Where do dreams come from? What are they needed for? Professor Michel Jouvet, the discoverer of the REM sleep phase, answers.
Psychologies: Dreams appear during paradoxical sleep. What is it and how did you manage to discover the existence of this phase?
Michel Jouvet: REM sleep was discovered by our laboratory in 1959. Studying the formation of conditioned reflexes in cats, we unexpectedly recorded an amazing phenomenon that has not been described anywhere before. The sleeping animal showed rapid eye movements, intense brain activity, almost like during wakefulness, while the muscles were completely relaxed. This discovery turned all our ideas about dreams upside down.
Previously, it was believed that a dream is a series of short images that a person sees immediately before waking up. The state of the organism that we have discovered is not classical sleep and wakefulness, but a special, third state. We called it “paradoxical sleep” because it paradoxically combines complete relaxation of the muscles of the body and intense brain activity; it is active wakefulness directed inwards.
How many times a night does a person dream?
Four five. The duration of the first dreams is no more than 18-20 minutes, the last two “sessions” are longer, 25-30 minutes each. We usually remember the most recent dream, which ends with our awakening. It can be long or consist of four or five short episodes – and then it seems to us that we have been dreaming all night.
There are special dreams when the sleeper realizes that the action is not happening in reality
In total, all our nightly dreams last about 90 minutes. Their duration depends on age. In newborns, dreams make up 60% of their total sleep time, while in adults it is only 20%. This is why some scientists argue that sleep plays an important role in brain maturation.
You also discovered that there are two types of memory involved in dreaming…
I came to this conclusion by analyzing my own dreams – 6600, by the way! It was already known that dreams reflect the events of the past day, the experiences of the last week. But here you go, say, to the Amazon.
In the first week of your trip, your dreams will take place in your home “settings”, and their hero may well be an Indian who is located in your apartment. This example shows that not only short-term memory for upcoming events, but also long-term memory is involved in the creation of our dreams.
Why do some people not remember their dreams?
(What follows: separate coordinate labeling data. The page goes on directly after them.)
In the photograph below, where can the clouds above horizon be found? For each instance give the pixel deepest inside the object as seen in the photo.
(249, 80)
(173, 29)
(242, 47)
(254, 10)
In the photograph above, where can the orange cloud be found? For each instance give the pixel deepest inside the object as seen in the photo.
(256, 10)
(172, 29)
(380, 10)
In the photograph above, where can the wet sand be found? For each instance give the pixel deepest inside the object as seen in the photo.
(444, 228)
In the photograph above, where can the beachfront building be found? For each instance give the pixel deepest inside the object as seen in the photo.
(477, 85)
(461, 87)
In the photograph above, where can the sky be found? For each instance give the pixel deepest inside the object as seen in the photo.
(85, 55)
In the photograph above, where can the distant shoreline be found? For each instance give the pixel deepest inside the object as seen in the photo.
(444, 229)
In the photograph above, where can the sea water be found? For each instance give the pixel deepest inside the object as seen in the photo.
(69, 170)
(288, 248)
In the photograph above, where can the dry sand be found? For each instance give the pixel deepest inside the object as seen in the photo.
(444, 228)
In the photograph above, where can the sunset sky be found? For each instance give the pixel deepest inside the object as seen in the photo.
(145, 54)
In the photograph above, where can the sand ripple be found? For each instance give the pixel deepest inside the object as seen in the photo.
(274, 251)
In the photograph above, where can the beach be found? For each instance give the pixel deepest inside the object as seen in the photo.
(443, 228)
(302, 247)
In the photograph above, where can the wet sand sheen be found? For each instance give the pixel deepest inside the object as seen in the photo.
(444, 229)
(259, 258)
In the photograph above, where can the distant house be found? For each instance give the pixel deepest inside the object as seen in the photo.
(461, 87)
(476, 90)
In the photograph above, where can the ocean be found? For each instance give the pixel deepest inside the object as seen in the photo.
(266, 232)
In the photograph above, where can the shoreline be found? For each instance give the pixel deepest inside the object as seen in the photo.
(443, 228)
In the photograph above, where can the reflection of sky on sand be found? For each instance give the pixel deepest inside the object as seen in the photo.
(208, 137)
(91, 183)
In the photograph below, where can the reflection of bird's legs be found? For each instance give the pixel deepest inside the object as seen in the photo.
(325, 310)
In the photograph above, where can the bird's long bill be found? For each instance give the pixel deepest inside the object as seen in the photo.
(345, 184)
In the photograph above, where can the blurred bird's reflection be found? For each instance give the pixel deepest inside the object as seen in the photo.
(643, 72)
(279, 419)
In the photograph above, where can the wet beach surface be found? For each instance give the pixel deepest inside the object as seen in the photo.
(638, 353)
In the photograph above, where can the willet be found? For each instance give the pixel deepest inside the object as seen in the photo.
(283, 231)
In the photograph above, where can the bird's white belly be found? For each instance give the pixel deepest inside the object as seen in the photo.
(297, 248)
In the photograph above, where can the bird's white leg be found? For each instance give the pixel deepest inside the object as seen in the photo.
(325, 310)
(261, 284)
There are twenty percent of us among us. A person does not remember his dreams in two cases. The first is that if he woke up a few minutes after the end of the dream, during this time it disappears from memory. Another explanation is provided by psychoanalysis: a person wakes up, and his “I” – one of the main structures of personality – severely censors the images that “surfaced” from the unconscious. And everything is forgotten.
What is a dream made of?
For 40% – from the impressions of the day, and the rest – from the scenes associated with our fears, anxieties, worries. There are special dreams during which the sleeper realizes that the action is not happening in reality; there are – why not? – and prophetic dreams. I recently studied the dreams of two Africans. They have been in France for a long time, but every night they dream of their native Africa. The theme of dreams is far from exhausted by science, and each new study only confirms this.
After 40 years of research, can you answer the question why a person needs dreams?
Disappointing – no! It’s still a mystery. Neuroscientists don’t know what dreams are for, just as they don’t know exactly what consciousness is. For a long time it was believed that dreams are needed to fill the storerooms of our memory. Then they found that in the absence of a phase of paradoxical sleep and dreams, a person does not experience problems with either memory or thinking.
Dreams facilitate some learning processes and are directly related to our future.
English biophysicist Francis Crick put forward the opposite hypothesis: dreams help to forget! That is, the brain, like a supercomputer, uses dreams to erase insignificant memories. But in this case, a person who does not see dreams would have serious memory impairment. And this is not so. In theory, there are many white spots in general. For example, during the phase of REM sleep, our body consumes more oxygen than during wakefulness. And no one knows why!
You hypothesized that dreams keep our brains running.
I will say more: tomorrow is born in dreams, they prepare it. Their action can be compared with the method of mental visualization: for example, on the eve of the competition, a skier mentally runs the entire track with his eyes closed. If we measure the activity of his brain with the help of instruments, we will get the same data as if he was already on the track!
During the phase of paradoxical sleep, the same brain processes take place as in a waking person. And during the day, our brain quickly activates that part of the neurons that was involved during night dreams. Thus, dreams facilitate some learning processes and are directly related to our future. You can paraphrase the aphorism: I dream, therefore, the future exists!
About expert
Michel Jouvet – neurophysiologist and neurologist, one of the three “founding fathers” of modern somnology (sleep science), member of the National Academy of Sciences of France, directs research on the nature of sleep and dreams at the French National Institute of Health and Medical Research.